Hakkın ve batılın üstünde ayan beyan toplandığı insanlar kalmadı. Aklımızı başımıza alalım ve sevgimiz hakka, öfkemiz batıla olsun. Şahıslara değil...
Aksihalde dün sıfatından sevdiğimizin bugün haltında da yanında oluruz ki, işte o gün harap olduğumuz gündür.
Geçmiş olsun.
Vaat edilmiş toprakların tüm zenginlikleri üzerinde hak iddia edenlere ABD başkanının bu hesapsız desteğinin altında evanjelist akidesi var ve onlar, büyük yahudi krallığının kurulması için gayret etmeyi iman şartı kabul ediyorlar ki bu uğurda bölgede uydu bir Kürt devleti kurmak da planları arasında. Suriye'de kurduracakları bu uydu devlet sonrası Türkiye İran ve Irak'tan almayı umdukları topraklarla ideallerini gerçekleştirmeyi umuyorlar. Suud ve Mısır zaten çantada keklik.

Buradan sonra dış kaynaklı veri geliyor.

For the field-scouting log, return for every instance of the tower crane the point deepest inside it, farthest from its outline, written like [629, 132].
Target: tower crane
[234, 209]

Tüm bu işlerde de en ciddi yardımcıları o çok dindar bilinen tarikat zümresi olacak. Mehdi sonuçta Peygamberin soyundan Ali Asgar'ın  Kürt hanımı vesilesi ile Kürtler arasından zuhur edecek ya, bunlar islama hizmet ediyoruz derken büyük ihanete düşecekler. Hristiyan akide der ki: Büyük Yahudi Krallığı kurulunca, İsa gökten krallığın başına geçmek için inecek.
Helal olsun Pavlus'a, hem Hristiyanları hem Müslümanları parmağında oynatmış adam, ne denebilir ki başka.

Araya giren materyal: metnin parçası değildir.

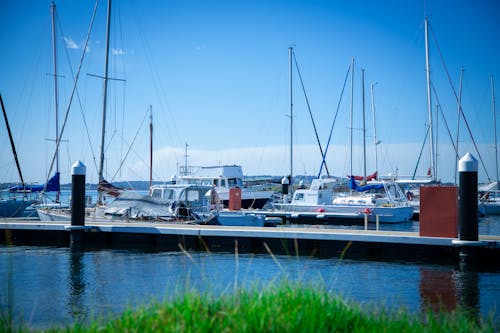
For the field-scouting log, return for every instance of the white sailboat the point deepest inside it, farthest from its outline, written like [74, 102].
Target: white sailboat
[344, 200]
[489, 200]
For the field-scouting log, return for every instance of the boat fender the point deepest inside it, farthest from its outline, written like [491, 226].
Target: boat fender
[409, 196]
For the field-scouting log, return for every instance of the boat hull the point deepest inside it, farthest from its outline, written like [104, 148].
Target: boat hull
[13, 207]
[346, 213]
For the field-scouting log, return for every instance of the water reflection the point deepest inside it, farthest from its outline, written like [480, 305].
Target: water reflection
[444, 289]
[57, 286]
[76, 285]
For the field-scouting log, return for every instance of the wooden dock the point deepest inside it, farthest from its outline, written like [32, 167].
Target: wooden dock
[320, 242]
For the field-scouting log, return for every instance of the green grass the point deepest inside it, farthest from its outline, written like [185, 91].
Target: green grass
[283, 308]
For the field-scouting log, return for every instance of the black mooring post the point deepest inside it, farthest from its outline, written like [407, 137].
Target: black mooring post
[467, 198]
[285, 182]
[77, 204]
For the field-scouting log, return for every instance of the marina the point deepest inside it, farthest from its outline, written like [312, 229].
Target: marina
[117, 270]
[106, 214]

Her yaşanan, dönemine özgü yaşanıyor. 100 yıl öncenin şartları ile bu anın şartları bir olmadığı gibi, imkan ve imkansızlıkları da bir değildir.

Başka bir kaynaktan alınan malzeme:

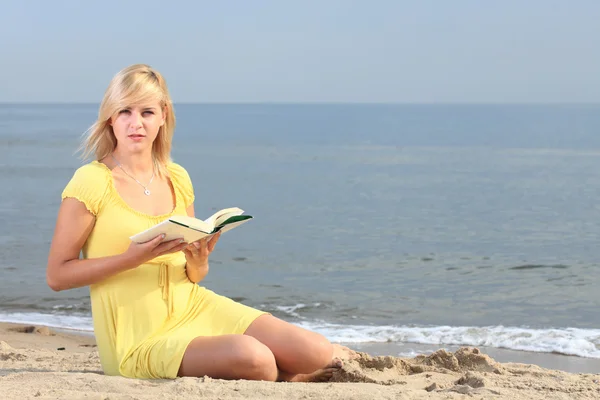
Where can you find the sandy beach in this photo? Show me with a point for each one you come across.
(42, 363)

Dün ile kavga edilmez, o ve dönemi geçti gitti.
Yarın ve yarının ortamı da henüz doğmadı.
Bugünü hakkını vererek yaşamaya bakmamız gerekiyor. 
Ama 100 yıl önce de şimdi de kurtarıcı bekleyen şebelekleri oyuncak edenler hep vardılar ve tetikte idiler..
Toplumları kurtarıcılara değil, sağlam ilkelere tabiiyet kurtarır.
Adalet, liyakat, denetlenebilirlik, muhakeme gibi kıymetleri önceleyen medeniyetler ilerileri görecek, diğer her idare yem olacaktır.